Paulie was the natural leader of the
Brethren, but since the killings he had refused to accept that
position. He nodded to Ashley. Instead of walking to the table, she
simply rose again to face the crowd who all turned in their
seats.

"There was a man in the woods tonight. In
front of my house."

There were gasps from the crowd, but Ashley
ignored them.

"When I shined my flashlight on him... he
disappeared."

Murmurs echoed around the Meeting House.
Ashley knew her story sounded crazy. She could have just told them
that she’d seen a man and then lost him in the woods, but that
wasn’t what happened. She stared at the worn hardwood floor between
her shoes, wondering if maybe she
was
going mad. Perhaps the
stress of years of constantly being on the alert
had
 
finally warped her mind.

"Are you okay?" asked Paulie, leaning over to
rest a liver-spotted hand on her arm.

Paulie was the oldest member of the group and
her adopted father. At one time he had preached a pretty good
testament, stirring people’s hearts, touching their souls. His wife
Clara had been a staunch member of the community, always there when
anyone was sick or in need. Her pies and cakes were legendary. Like
Ashley, Paulie’s heart was broken when Clara and the kids were
killed, more so with his loss of faith. But he was still a loving
old man, and if there was any good left in the world, then Paulie
was living proof.

"I saw someone," she whispered.

His face darkened, the convoluted wrinkles
lining his forehead tightening like waves bunching before the bow
of a boat, but his blue eyes glinted with a wry humor and love of
life, not fear. Paulie carried within him an unfathomable sadness,
but within its depths still lay a trickling wellspring of hope, and
he would go to his grave facing life the same way Ashley did. Head
on.

"Then convince ‘em," he said.

"Ashley?" said Ralph.

"I know what I saw," she said, in a firm,
clear voice. "The man was watching my house. I don’t know who he
was or how he got into the valley undetected, but he was
there."

She glanced from face to face. Most were
fearful, some confused, a few seemed angry-at her, at the
invader-whoever he might be-at the world that was so unfair. She
understood and sympathized with each and every one of them.

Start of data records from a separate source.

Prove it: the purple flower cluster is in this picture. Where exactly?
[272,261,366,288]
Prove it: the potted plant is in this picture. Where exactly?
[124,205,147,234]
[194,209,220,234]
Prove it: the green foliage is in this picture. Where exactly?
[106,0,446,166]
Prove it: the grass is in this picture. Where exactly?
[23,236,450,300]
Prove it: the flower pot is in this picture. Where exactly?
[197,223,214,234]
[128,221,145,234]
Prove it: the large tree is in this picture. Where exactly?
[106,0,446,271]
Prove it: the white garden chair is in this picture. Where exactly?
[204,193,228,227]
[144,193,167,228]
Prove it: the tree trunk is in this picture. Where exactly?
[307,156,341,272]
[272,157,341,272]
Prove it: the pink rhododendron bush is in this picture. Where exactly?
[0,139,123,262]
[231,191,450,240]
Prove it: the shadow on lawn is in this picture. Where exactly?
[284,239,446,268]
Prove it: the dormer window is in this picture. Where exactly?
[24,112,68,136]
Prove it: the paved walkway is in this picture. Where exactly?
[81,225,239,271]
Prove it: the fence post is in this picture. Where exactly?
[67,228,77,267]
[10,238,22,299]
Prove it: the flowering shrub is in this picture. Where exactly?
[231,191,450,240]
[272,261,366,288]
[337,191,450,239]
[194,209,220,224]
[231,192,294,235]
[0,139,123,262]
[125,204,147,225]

"Why don’t you just come out and say it?"
shouted Elizabeth Crowley from the front row. "It was an
Angel."

Ashley glanced at Marie, not surprised to see
the girl cringe.

"We don’t know that," said Emery Tyson,
shaking his gray head.

Murmurs sounded again then grew to an uproar
before Ralph slammed his gavel down again.

"We don’t have enough information to go
saying that," shouted Ralph. "Each and every one of you has a right
to speak, and you’ll all get your turn if you want one. But right
now Ashley still has the floor."

Paulie nodded his encouragement, and Ashley
drew strength from the old man.

"Maxie was whining tonight. He never does
that. He’s a good dog, and not afraid of much."

Paulie smiled at her and shook his head. A
few people chuckled. She stared into Maxie’s trusting face, glad he
didn’t understand the implied insult to his dogship.

She repeated the story, trying not to omit
anything. There was nothing for her to hide from these people. They
had all shared far too much for subterfuge. If some of them thought
she was crazy or overcome with fear and seeing things, so be it.
They all knew what it meant if the Angels had invaded the
valley.

"Maybe you and Maxie was both just
overwrought," said Pete Bell. His face said that he was hoping that
was all it was. She liked Pete almost as much as she did Paulie.
"You might have just scared yourself into believing it."

She shrugged, not wasting her breath on
further argument.

"This
figure
you witnessed," said
Ralph, clearly passing over naming it, "didn’t speak to you,
then?"

She shook her head, shivering. The last thing
she wanted to think about was having a conversation with an Angel.
She bit her lip so hard she tasted salty blood on her tongue.

"All right, all right," said Ralph as people
started muttering again. "We aren’t going to get anywhere with
everybody gabbing at once. We have two things to think about. Who
or what it was that Ashley saw and what the heck it or he was doing
there. Who wants to go first?"

People looked all around, but no one stepped
up. That was usually the way of it. Most monthly meetings were
nothing more than Ralph notifying the group about stocks of
supplies, the financial situation-which didn’t really change that
much-or discussing this or that person who might have gotten ill
since the last meeting. Over the past five years there had been a
couple of other times when someone thought they saw something
strange or came into contact with an outsider, but tonight no one
had much else to add. So, it surprised Ashley when Paulie climbed
slowly to his feet.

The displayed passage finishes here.